Знаменитая юстиниановская симфония (преамбула 6-й новеллы) также не может быть интерпретирована в одних только рационально-юридических понятиях о «разделении властей», ибо ее, так сказать, бо́льшая предпосылка отсылает нас к началу трансцендентному «вышнему человеколюбию», от которого «священство» и «царство» нисходят к нам не в качестве функционально-регламентированных оффиций (должностей), но в качестве «величайших даров Божиих». А это значит, опять же, что не внешне-юридическая регламентация сама по себе, а нравственно-аскетически переживаемое самоограничение является подлинным условием восприятия и осуществления названных «даров». В преамбуле 109-й новеллы имп. Юстиниана говорится: «Мы верим, что надежда на Бога единственная для нас защита в существовании всего нашего общества и власти, зная, что это дарует нам спасение и души, и империи: так что и нашему законодательству следует находиться в зависимости от нее (надежды на Бога. А. М.), согласоваться с нею, иметь ее в виду, дабы она была для него началом и серединой, и концом»[7].
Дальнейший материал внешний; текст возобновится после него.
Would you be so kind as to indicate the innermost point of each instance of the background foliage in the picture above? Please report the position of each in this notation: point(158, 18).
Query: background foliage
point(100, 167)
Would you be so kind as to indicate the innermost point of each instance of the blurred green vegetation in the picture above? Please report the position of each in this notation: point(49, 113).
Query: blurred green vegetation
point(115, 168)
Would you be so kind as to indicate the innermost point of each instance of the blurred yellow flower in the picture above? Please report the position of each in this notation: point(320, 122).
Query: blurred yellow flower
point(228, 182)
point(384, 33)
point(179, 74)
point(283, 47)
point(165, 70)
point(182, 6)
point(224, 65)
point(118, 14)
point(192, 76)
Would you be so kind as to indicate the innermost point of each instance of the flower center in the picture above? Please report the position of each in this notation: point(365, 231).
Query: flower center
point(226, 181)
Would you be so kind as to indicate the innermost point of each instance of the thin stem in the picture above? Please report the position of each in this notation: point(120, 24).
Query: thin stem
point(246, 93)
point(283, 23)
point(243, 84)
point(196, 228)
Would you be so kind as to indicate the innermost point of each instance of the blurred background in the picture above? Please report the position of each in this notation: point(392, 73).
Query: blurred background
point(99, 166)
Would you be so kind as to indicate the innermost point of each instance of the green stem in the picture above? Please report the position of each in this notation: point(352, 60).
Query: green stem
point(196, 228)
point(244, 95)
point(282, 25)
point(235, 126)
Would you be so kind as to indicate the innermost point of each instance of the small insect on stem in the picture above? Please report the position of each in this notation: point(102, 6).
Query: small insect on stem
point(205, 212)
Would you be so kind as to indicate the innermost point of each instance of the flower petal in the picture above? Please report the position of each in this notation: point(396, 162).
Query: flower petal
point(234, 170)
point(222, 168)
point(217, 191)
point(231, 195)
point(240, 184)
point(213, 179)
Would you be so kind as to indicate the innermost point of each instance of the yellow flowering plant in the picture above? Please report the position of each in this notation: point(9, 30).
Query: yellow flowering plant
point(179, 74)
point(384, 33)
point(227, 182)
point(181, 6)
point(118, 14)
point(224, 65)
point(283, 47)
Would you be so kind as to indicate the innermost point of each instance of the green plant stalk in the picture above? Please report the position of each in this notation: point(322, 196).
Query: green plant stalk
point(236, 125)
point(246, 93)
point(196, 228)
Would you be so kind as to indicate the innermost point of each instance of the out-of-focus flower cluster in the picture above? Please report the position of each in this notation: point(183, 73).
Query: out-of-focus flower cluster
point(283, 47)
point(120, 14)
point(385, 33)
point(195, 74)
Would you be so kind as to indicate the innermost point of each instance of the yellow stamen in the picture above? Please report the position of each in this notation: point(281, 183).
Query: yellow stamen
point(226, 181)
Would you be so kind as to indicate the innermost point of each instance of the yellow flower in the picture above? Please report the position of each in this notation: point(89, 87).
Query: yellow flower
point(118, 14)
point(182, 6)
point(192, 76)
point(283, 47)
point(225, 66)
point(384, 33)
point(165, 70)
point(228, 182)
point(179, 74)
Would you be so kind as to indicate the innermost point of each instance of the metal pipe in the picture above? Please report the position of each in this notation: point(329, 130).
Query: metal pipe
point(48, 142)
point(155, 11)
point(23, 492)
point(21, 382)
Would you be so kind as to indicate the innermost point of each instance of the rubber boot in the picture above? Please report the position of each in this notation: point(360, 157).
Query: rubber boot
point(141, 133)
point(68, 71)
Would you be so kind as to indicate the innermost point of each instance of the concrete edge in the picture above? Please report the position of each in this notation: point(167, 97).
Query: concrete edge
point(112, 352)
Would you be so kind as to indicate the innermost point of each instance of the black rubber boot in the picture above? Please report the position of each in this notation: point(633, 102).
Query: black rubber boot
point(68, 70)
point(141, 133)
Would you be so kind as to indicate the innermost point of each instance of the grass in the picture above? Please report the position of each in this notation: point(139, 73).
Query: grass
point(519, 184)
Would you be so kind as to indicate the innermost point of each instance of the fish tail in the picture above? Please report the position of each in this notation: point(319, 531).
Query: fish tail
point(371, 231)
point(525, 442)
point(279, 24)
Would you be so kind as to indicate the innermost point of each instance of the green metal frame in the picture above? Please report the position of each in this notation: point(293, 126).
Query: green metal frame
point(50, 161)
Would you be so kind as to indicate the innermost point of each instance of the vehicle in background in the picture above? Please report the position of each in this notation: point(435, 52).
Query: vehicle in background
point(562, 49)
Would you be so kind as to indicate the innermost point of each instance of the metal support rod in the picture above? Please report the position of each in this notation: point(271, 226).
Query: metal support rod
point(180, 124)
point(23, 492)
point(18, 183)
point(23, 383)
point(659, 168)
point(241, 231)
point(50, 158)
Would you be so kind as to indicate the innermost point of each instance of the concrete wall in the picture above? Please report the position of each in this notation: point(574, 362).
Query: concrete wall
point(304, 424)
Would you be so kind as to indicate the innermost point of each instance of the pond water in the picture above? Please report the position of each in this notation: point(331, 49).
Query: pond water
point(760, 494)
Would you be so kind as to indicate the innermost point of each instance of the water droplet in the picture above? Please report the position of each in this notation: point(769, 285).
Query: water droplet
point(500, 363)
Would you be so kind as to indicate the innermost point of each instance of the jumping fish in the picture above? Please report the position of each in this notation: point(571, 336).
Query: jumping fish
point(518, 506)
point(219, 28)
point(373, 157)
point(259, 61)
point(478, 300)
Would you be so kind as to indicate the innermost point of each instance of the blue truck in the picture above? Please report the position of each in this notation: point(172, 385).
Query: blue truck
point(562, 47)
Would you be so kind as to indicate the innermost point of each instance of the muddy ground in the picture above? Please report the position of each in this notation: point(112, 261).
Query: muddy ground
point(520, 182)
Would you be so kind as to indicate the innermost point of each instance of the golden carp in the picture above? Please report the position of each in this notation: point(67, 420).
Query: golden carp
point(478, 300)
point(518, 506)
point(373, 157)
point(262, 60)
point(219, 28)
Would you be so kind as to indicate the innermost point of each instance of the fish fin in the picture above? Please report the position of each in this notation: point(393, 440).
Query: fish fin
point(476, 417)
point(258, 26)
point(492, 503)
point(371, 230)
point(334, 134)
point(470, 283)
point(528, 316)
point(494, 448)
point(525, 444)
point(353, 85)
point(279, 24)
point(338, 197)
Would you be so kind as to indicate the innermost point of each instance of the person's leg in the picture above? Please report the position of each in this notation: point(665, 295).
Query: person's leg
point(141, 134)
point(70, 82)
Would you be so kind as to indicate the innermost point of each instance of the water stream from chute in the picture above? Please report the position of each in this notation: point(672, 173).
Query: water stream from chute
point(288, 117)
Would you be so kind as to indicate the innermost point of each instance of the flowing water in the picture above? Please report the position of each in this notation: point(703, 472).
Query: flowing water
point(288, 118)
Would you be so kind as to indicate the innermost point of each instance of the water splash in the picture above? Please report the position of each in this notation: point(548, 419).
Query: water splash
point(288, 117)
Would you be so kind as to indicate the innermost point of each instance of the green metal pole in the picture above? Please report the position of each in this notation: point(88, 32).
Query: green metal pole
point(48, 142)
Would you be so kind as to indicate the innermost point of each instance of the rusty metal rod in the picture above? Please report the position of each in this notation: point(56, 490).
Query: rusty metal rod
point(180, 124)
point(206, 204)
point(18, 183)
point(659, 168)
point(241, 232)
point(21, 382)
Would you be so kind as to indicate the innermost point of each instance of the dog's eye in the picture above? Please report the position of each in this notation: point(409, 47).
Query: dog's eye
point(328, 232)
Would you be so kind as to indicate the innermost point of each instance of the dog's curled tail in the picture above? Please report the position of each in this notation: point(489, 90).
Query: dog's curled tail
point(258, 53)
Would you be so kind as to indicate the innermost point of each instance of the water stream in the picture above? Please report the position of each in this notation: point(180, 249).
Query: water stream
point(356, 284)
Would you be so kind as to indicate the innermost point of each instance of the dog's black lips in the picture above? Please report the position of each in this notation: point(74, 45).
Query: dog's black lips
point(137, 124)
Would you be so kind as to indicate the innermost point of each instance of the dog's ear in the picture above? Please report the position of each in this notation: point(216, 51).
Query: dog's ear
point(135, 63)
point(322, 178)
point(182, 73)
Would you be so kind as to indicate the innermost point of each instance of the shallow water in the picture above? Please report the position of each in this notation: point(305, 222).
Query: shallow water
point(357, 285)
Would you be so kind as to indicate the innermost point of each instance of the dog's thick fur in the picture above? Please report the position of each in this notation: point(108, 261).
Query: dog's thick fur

Это внятно осознаваемое даже в грубой политической реальности трансцендирование (или эсхатологизация) действительности, как в первичных ее основаниях, так и в конечных ориентирах, другой своей стороной означает и обнаруживает невозможность культуры как в том или другом качестве себедовлеющей непрерывной завершенности. Сама же эта невозможность культуры в горизонте христианской веры соотнесена, а для византийского сознания и совпадает с невозможностью спасения в границах и по силе собственно человеческой деятельности. «Услышавши это, ученики Его весьма изумились и сказали: так кто же может спастись? А Иисус воззрев сказал им: человекам это невозможно, Богу же все возможно» (Мф 19:2526).
В своем византийском изводе культура, как и спасение, а точнее внутри домостроительства спасения, осуществляется «сверху вниз», будучи ориентирована непостижимо, но реально нисходящей трансценденцией Творца: «Всякое даяние доброе и всякий дар совершенный нисходит свыше, от Отца светов, у Которого нет изменения и ни тени перемены» (Иак 1:17).
Еще раз подчеркнем, такая ориентированность культуры, дискретность ее образующих границ предполагает и такое нравственно-аскетическое устроение человека, которое позволяло бы ему верою и смиренномудрием открываться (трансцендировать) навстречу дару Божьего присутствия в мире. Таким образом, культура (социальная, интеллектуальная и художественная) обретает свой смысл и свою устойчивость (свою собственно историческую мобильность) в меру своей иерархической открытости к реальности выше-естественной. Причем сама эта открытость, по существу своей нравственно-аскетической природы, никак не формализуема.
Может быть, с особенной «наглядностью» эта неформализуемость конституирующе значимой характеристики культуры, эта невозможность как-либо репрезентировать источник и основание византийского культурного космоса сказывается в области интеллектуальной, в широком смысле слова.
Сложные в византийской культурной истории взаимоотношения философского дискурса и богословского свидетельства, систематизирующей интеллектуально-логической тенденции и догматического апофатизма отмечены такой волей церковного Предания, согласно которой первичным и решающим, но при этом никогда до конца не переводимым на язык рациональных понятий осталось-таки Слово хранимого и толкуемого Церковью Откровения.
В частности, на примере церковной рецепции наследия Оригена, сопровождающейся и даже руководимой отказом от его собственно философских выводов, особенно ярко заявляет о себе актуализация дискретности церковного Предания, его свободы от нужд систематической интеллектуально-философской завершенности.
Как заметит, в соответствии с таким качеством церковного предания, В. Н. Лосский, «истину надо искать за пределами понятий»[8].
Не слишком очевидным, но реальным и ключевым по своему далеко идущему значению опытом нейтрализации философской интенции в богословской мысли Оригена был I Вселенский Собор. Закрепленное этим Собором радикальное различие «рождения» (Сына) и «творения» (мира) означало принципиальное преодоление и разрыв той, пусть и логически только у Оригена, но как раз философски-то и абсолютно необходимой связи триадологии и космологии, Бога и мира, без которой немыслимо философское обоснование Божественной неизменности: творение неизменяемого Божества может быть только совечным Ему. Первый Никейский Собор предпочитает остаться при «философской беспомощности», но с недвусмысленным различением «вечности» Божественного рождения «из сущности Отца», с одной стороны, и «временности» онтологически беспредпосылочного, вызванного «из ничтожества» творения, с другой. Таков антиоригенистический и, главное, а-философский смысл одного из ключевых выражений Никейского вероисповедания: «рожденна, несотворенна».